How to deal with central heating sludge
If your system’s heating water quality is extremely low and contaminated with the likes of sludge, rust, and other harmful residues, it will benefit from a deep clean.
It is recommended that you’re heating system has a ‘flush’ every five years, however, if you suspect an issue, it’s better to call your Gas Safe Engineer to have a look. It’s better to be safe than sorry.
An engineer can do the following steps to help investigate and deal with a potential sludge build-up:
- Inspection and cleaning of the heat exchanger
- A complete deep clean of your heating water to improve quality and remove harmful sludge, for example, a power flush
- Installation of a filter which will continually collect any harmful residues e.g. the ADEY MagnaClean Pro 2
This is a great time to mention, that when purchasing a new or replacement boiler with WarmZilla, your boiler package will include the cost of a system cleanse, removing any dirt, debris or built-up from your heating system.
Can you repair a broken heat exchanger?
The reality is that it typically does not make much sense to repair a boiler with a broken heat exchanger as the costs of the parts and labour are expensive.
You may find that boiler brands such as Worcester Bosch and Ideal offer an extensive warranty on their heat exchangers for reasons like we have discussed in this blog. If your boiler type is relatively new, it is likely to be under warranty and so any repairs will be covered.
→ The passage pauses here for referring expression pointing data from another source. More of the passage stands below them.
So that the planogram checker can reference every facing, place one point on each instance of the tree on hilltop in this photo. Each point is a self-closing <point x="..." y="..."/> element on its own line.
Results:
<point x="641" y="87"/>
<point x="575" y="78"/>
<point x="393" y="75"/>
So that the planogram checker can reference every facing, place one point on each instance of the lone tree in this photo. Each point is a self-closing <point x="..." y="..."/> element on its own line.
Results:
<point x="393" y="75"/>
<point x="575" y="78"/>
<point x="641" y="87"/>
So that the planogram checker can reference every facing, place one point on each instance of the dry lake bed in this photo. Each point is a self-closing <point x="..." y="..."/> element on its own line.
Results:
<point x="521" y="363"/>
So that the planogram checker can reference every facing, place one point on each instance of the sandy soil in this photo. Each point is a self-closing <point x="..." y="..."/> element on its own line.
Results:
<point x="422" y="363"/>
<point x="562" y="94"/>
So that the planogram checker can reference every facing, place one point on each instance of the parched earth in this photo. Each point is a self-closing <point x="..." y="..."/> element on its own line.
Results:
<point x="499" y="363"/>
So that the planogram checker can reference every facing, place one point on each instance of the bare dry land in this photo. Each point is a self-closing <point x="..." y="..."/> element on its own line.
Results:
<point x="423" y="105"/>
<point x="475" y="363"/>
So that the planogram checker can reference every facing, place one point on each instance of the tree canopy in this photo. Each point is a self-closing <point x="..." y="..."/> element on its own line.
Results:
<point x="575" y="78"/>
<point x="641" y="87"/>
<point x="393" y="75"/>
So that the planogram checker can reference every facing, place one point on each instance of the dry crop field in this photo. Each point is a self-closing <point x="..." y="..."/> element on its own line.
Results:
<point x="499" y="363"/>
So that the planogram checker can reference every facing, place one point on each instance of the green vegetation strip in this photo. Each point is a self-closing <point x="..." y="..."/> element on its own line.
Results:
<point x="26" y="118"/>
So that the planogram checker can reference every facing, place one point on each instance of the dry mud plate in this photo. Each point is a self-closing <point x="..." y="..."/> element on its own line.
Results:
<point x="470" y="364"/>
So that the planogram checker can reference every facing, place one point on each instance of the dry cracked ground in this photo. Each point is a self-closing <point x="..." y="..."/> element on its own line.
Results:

However, if your boiler is out of warranty, it may be better and more cost-efficient to buy a new boiler. If you’re interested in purchasing a new boiler, but you’re unsure what boiler you need, we have a blog on the best boilers to buy in 2021.
You can also take a look at our blog ‘what kW output you need for your home’.
When purchasing with WarmZilla, you will receive a full system cleanse before your new boiler is installed, meaning all issues with poor-quality water and build-up should be resolved.
How much does it cost to replace a boiler heat exchanger?
However, if you do decide to replace your heat exchanger, you are typically looking at a price range anywhere between £400 – £600. Remember that this does not include the cost of installation, which can depend on your local Gas engineer’s labour costs.